For example; a bank says your initial CL will be $1000 due to your income, but six months later they raise the limit to $5000 without a change of income.
@DI wrote:How does banks justify giving CLI's overtime, rather than giving a big initial CL if the income is still the same? If the bank doesn't trust one with a $5000 initial CL, how come overtime they raise the CL to $5000 from $1000?
For example; a bank says your initial CL will be $1000 due to your income, but six months later they raise the limit to $5000 without a change of income.
Probably they raise the limit over time as they learn more about you as a customer from your activity patterns. The longer they have had you as a customer, the more their computers know about you.
@Watchmann wrote:
That's the way life works. Parents give their kids more and more responsibility as they get comfortable with how the kids handle it. Same is true with employers ..... the better an employee does, the more responsibility (and money) the employer gives them. So it is with credit, as a grantor gets comfortable that you won't renege on paying them back they'll allow you a greater limit. The methodology has come under strain the last few years as people have flaked on their financial responsibilities. It used to be a golden rule that mortgages were ultra safe as history had shown that homeowners would move heaven and earth to make the mortgage payment. That is no longer the case, and that is one of the reasons CL's across the board are being slashed or taken away.
My wife and I still would move heaven and earth to make the mortgage payment if things got tight. Actually we could pay the full balance tomorrow but won't for two reasons: (1) cash flow flexibility and (2) we expect when the economy finally recovers from this crash we're gonna see high inflation for a while and then a fixed-rate loan will be advantageous for us.

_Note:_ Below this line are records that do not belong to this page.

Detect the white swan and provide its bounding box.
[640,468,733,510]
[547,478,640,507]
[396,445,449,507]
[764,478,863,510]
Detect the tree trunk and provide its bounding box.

As time passes, I have no doubt you will see many more decreases in CL's and certainly the stopping of automatic CLI's, as frankly they have put the Credit Card Industry in a precarious position.
It seems that most bankers feel the Credit Card bubble will be the next to burst.
Times like this it is just best to stay with wise spending habits, live within your means and reserve credit purchases for your serious needs.
Both the decision to issue credit and the credit line granted are based on the probability of loss on the account.
For example, the bank using data (internal systems, FICO scores, etc.) to calculate the probability of loss GIVEN your income level, payment history, and previous relationship with the bank. Now, if any of those statistics change, the probability of loss changes. With a new account, the bank has no payment relationship with you, so it assesses a baseline threshold for loss, i.e, your initial CL.
After time, the bank can reassess and, yes, even after 6 months the bank's regression systems may determine that the probability of loss GIVEN your income level, payment history and previous relationship is sufficiently low to allow a CLI to a certain level.
@Anonymous wrote:After time, the bank can reassess and, yes, even after 6 months the bank's regression systems may determine that the probability of loss GIVEN your income level, payment history and previous relationship is sufficiently low to allow a CLI to a certain level.
I think it would be wise to expect that with the recent moves to a variable interest rate, and the associated reassessment of customers profiles, we will see a change in how internal data is interpreted for both CLI considerations, as well as the establishing of an original baseline interest rate + Prime.
For the most part tomorrow's considerations will be pretty much the same as today's.
Pay your bills on time - don't carry balances - you will be fine!
The people who are going to have CLD's are going to be those with the excessively high CL's (over $20K). If you have an excessively high CL with a money center bank and are not exercising a good chunk of it you could suffer a CLD. Those banks have to reduce their exposure and it has to come from somewhere. Those accounts are the mostlikely target. Those and the accounts where the cardholder's credit standing has slipped.